|Ainsworth, Elizabeth - Lisa|
Submitted to: Journal of Experimental Botany
Publication Type: Peer Reviewed Journal
Publication Acceptance Date: 3/16/2006
Publication Date: 6/23/2006
Citation: Christ, M.M., Ainsworth, E.A., Nelson, R.L., Schurr, U., Walter, A. 2006. Putative yield loss in field-grown soybean under elevated ozone can be avoided at the expense of leaf growth during early reproductive growth stages in favorable environmental conditions. Journal of Experimental Botany. 57:2267-2275. Interpretive Summary: Atmospheric ozone is responsible for more damage to vegetation than any other air pollutant, and the concentration is predicted to increase by 20% in the next 50 years. Understanding how soybeans and other crops will respond to this increase in atmospheric ozone is an important step towards optimizing soybean productivity in the future. We investigated the effects of elevated atmospheric ozone concentration (~20% higher than current atmospheric conditions) on soybeans grown under fully open-air conditions. Leaf carbon uptake, growth and carbohydrate content were reduced during the seed-filling growth stages; surprisingly, final yield was not decreased by elevated ozone. These results indicate that the soybean variety, Spencer, avoided yield loss under elevated ozone at the expense of leaf growth and final leaf area. This single year study shows that while ozone is expected to detrimentally affect crop performance and yield, when growing conditions are optimal, yield can be maintained under moderate increases in atmospheric ozone concentration. Future soybean growers can expect that cultivars will vary in their response to rising atmospheric ozone, and in years with adequate rainfall and moderate temperature, some soybean varieties will maintain current yields.
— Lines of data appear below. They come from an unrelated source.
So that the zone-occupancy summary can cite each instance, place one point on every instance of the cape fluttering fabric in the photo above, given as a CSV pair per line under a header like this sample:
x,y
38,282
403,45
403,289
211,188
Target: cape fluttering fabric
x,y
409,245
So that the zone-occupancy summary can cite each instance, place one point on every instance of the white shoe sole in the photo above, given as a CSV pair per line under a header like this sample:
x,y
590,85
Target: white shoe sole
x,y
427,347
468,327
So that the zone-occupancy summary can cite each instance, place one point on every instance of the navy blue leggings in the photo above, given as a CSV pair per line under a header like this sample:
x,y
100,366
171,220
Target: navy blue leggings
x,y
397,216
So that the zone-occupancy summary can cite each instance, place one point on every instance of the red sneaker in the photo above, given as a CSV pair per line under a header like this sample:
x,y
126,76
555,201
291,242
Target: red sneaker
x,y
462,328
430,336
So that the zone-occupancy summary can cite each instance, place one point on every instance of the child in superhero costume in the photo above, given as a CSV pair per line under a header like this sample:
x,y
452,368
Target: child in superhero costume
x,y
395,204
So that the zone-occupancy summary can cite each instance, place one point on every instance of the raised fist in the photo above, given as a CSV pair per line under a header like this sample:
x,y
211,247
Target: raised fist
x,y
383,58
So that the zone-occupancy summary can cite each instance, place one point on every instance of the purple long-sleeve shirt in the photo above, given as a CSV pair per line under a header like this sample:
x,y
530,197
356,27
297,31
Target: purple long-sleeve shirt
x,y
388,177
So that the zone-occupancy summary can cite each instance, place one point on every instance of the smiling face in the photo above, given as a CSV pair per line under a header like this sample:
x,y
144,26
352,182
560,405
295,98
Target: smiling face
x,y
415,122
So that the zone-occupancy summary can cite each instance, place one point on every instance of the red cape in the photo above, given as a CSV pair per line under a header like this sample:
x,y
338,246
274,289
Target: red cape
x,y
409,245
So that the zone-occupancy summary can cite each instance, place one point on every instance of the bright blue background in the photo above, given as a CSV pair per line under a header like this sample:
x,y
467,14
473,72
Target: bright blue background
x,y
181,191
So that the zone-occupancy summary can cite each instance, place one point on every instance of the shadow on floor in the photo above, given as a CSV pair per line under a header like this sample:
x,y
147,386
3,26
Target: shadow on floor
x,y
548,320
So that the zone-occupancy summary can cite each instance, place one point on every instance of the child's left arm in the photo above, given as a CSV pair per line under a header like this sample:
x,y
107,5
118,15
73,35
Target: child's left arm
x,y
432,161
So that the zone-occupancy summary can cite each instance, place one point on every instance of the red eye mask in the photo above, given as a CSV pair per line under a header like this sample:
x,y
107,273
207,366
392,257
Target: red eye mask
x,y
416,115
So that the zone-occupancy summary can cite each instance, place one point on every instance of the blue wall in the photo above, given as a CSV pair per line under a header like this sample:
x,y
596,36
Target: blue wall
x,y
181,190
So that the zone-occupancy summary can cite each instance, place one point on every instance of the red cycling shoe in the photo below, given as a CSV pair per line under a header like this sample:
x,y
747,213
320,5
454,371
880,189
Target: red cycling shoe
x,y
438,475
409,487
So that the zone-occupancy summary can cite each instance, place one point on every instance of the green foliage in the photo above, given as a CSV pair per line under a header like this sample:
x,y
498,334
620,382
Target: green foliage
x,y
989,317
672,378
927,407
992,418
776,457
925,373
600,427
Technical Abstract: Ozone is a powerful oxidizing agent which is responsible for more damage to vegetation than any other air pollutant. In this study, we analyzed leaf growth, photosynthesis and carbohydrate content during the seed filling growth stage of field-grown soybeans exposed to ambient air and 1.2 times ambient ozone concentration in otherwise non-stressful environmental conditions. In contrast to predictions based on controlled environment and open-top chamber studies, final yield did not differ between treatments, although the cultivar used here was clearly sensitive to ozone damage: growth and carbohydrate content of upper canopy leaves was reduced during the seed-filling stage in which an ozone-induced decrease of photosynthesis was present. The results indicate that a putative yield loss under an elevation of ozone to anticipated 2050 levels was avoided at the expense of leaf growth, as growth reserves were diverted from vegetative to reproductive organs.